Dal Vangelo secondo Giovanni (20,19-31)
La sera di quel giorno, il primo della settimana, mentre erano chiuse
le porte del luogo dove si trovavano i discepoli per timore dei Giudei,
venne Gesù, stette in mezzo e disse loro: «Pace a voi!». Detto questo,
mostrò loro le mani e il fianco. E i discepoli gioirono al vedere il Signore.
Gesù disse loro di nuovo: «Pace a voi! Come il Padre ha mandato me,
anche io mando voi». Detto questo, soffiò e disse loro:
«Ricevete lo Spirito Santo. A coloro a cui perdonerete i peccati, saranno perdonati;

a coloro a cui non perdonerete, non saranno perdonati».
Tommaso, uno dei Dodici, chiamato Dìdimo, non era con loro
quando venne Gesù. Gli dicevano gli altri discepoli: «Abbiamo visto
il Signore!». Ma egli disse loro: «Se non vedo nelle sue mani
il segno dei chiodi e non metto il mio dito nel segno dei chiodi
e non metto la mia mano nel suo fianco, io non credo».
Otto giorni dopo i discepoli erano di nuovo in casa e c’era con loro
anche Tommaso. Venne Gesù, a porte chiuse, stette in mezzo e disse: «Pace
a voi!». Poi disse a Tommaso: «Metti qui il tuo dito e guarda le mie mani;
tendi la tua mano e mettila nel mio fianco; e non essere incredulo,
ma credente!». Gli rispose Tommaso: «Mio Signore e mio Dio!».
Gesù gli disse: «Perché mi hai veduto, tu hai creduto;
beati quelli che non hanno visto e hanno creduto!».
Gesù, in presenza dei suoi discepoli, fece molti altri segni
che non sono stati scritti in questo libro. Ma questi sono stati scritti
perché crediate che Gesù è il Cristo, il Figlio di Dio, e perché, credendo,
abbiate la vita nel suo nome.

La nostra vita e la Parola
vg4apr24La misericordia. Dice sant’Ambrogio, commentando il ritorno a casa del figlio prodigo dal Padre: “tu ti aspetti un rimprovero ed egli ti prepara una cena”. È l’esperienza della sorpresa della misericordia di Dio che salva l’uomo dalla sua incredulità. Quelle parole di sant’Ambrogio ci aiutano anche a rileggere l’incontro di Gesù con gli apostoli alla sera del giorno della resurrezione e otto giorni dopo soprattutto con l’apostolo Tommaso.

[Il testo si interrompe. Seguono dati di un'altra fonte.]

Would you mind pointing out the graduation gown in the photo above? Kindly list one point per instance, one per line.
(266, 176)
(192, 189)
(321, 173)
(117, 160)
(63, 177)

Cristo ci viene incontro nella nostra incredulità e l’incontro settimanale con il Signore risorto dissolve pian piano quella paura che ci fa rinchiudere nelle nostre povere sicurezze. Gesù sembra venire proprio per Tommaso che vuole porre lui le condizioni per credere, ha la pretesa di dettare lui le condizioni a Cristo. E Gesù, pur rimproverandolo, si piega, quasi obbedisce a Tommaso, si piega sulla sua incredulità e la guarisce con la sua presenza misericordiosa. Tommaso siamo noi, bisognosi che Cristo si faccia presente in mezzo alla nostra vita. Se non fosse Cristo a venire saremmo preda delle nostre immaginazioni più o meno spirituali e di quella solitudine che vive Tommaso per quella lunga settimana.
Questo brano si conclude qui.